帝人ファイバー/カネボウ合繊から譲渡事業
2005年03月03日 (木曜日)
不織布で3年後18億円へ
帝人ファイバーの岡田豊取締役ファイバー事業部長、籔谷典弘短繊維販売グループ長は2日会見し、1日付でカネボウ合繊から譲渡された新規市場開発事業について、3年後の08年度に売上高18億円、営業利益2億円を目指す考えを明らかにした。岡田取締役は「当社にとって不織布による製品事業は初めて。不織布用ポリエステル短繊維販売にも良い刺激になる」と述べ、不織布関連事業への相乗効果に期待を示した。
譲渡事業は不織布構造体・マットレスなどの「ファイバークッション」、車両用吸音材「セパトーン」、住宅用断熱材「パーフェクトバリア」のほか、英国のTAL(テクニカル・アブソーベンツ・リミテッド)から輸入販売する高吸水・高吸湿繊維使い製品「ベルオアシス」「ベルサニー」。

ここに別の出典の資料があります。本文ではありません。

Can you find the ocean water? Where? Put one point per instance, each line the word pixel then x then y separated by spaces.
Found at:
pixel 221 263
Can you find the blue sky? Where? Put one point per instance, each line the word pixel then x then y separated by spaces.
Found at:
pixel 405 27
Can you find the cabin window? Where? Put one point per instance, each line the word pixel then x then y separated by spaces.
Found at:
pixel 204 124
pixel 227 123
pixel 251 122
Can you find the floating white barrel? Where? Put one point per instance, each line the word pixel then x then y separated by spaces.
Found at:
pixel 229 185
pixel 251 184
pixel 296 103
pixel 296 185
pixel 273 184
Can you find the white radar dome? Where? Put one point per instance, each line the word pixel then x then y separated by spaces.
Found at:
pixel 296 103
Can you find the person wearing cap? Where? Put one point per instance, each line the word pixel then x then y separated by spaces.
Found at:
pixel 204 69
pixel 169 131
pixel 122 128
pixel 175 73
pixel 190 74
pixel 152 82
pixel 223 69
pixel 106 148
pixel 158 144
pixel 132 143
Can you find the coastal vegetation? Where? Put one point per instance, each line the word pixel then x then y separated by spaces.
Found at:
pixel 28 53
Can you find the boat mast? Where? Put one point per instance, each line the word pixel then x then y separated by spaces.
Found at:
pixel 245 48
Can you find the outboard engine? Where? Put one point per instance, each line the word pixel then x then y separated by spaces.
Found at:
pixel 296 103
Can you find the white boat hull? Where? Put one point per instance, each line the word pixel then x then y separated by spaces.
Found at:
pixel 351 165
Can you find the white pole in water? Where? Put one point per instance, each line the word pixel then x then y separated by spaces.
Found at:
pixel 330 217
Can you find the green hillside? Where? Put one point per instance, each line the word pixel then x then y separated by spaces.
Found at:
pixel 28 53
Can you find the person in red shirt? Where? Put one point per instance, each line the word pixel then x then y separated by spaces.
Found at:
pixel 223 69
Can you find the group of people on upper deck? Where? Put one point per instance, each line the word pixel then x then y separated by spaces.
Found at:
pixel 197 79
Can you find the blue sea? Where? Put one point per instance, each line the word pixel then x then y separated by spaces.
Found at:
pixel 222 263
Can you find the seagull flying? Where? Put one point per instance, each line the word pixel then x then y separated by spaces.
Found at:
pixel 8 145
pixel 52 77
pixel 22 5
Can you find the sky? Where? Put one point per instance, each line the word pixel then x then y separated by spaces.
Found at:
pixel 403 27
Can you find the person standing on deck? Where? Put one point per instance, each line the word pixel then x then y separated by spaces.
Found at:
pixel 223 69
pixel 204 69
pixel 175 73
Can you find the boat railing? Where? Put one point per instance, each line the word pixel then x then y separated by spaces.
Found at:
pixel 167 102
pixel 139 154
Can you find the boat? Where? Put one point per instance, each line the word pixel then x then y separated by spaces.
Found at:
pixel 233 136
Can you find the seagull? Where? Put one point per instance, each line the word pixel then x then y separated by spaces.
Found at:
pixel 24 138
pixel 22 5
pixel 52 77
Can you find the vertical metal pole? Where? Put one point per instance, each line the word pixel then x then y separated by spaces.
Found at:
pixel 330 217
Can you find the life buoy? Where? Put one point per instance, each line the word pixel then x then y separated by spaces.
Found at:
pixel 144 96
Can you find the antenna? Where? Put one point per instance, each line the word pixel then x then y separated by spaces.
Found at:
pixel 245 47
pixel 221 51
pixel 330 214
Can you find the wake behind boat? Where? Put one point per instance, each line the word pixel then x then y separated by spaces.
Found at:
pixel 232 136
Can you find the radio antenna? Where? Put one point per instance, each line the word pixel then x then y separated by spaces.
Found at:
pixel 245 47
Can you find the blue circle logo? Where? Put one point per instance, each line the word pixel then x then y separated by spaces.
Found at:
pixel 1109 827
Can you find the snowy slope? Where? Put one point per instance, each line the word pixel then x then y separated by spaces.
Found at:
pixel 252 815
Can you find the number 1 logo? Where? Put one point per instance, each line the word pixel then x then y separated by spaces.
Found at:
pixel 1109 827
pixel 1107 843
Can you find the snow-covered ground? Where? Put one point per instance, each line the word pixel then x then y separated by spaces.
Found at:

譲渡に伴い、短繊維販売グループ内に製品チームを新設した。同チームはカネボウ合繊から転籍となった営業・研究開発担当者6人を加えた10人体制(大阪6人、東京4人)。
05年度売上高は12億円(ファイバークッション30%、セパトーン25%、パーフェクトバリア10%、ベルオアシス・ベルサニー35%)が目標。カネボウ合繊時代(04年度19億円)より減るものの「中味を厳選したほか、人員・開発経費の効率化、委託生産化によるコスト削減などで、初年度から黒字化を目指す」(籔谷グループ長)。
また、カネボウ合繊の防府工場にあったファイバークッション用不織布設備は、生産委託先の田島商店(山口県防府市)に移設。6月から生産を開始する。12月には高圧セッターを新設し、生産能力を倍増とするうえ、耐熱原綿が使用できるため、商業洗濯対応商品も可能とするなど、機能原綿による商品開発も強化する。
設備投資額は移設費用などを含め2億5000万円。製造担当者(26人)は全員田島商店に転籍した。
ポリエステル短繊維換算で、05年度800トン、08年度1200トンを計画するが、ポリエステル短繊維供給先はカネボウ合繊時代のユニチカファイバー、大島産業(福井市)が基本的に継続。「当社で対応できるものは話し合いながら切り替える」(籔谷グループ長)意向だ。
「ベルオアシス・ベルサニー」原綿販売も予定
譲渡事業で最も注目されるベルオアシス・ベルサニーでは、不織布メーカーと連携強化しながら、特定用途は原綿販売も実施することを明らかにした。
カネボウ合繊は製品展開を原則としていたが、これが解禁される。籔谷グループ長は「自社だけでは開発に限界がある。顧客である不織布メーカーの知恵を借りて市場を広げていきたい」とし、TALも了解済みという。
同時に、日本で使用されていないが、欧米市場で実績のある食品包材、衛生材料向けに、同原料によるエアレイド不織布開発も強化する。同不織布設備を持つ金星製紙(高知市)、王子キノクロス(静岡県富士市)との共同開発を推進。2社に生産委託し、帝人ファイバーが不織布原反販売する計画も示した。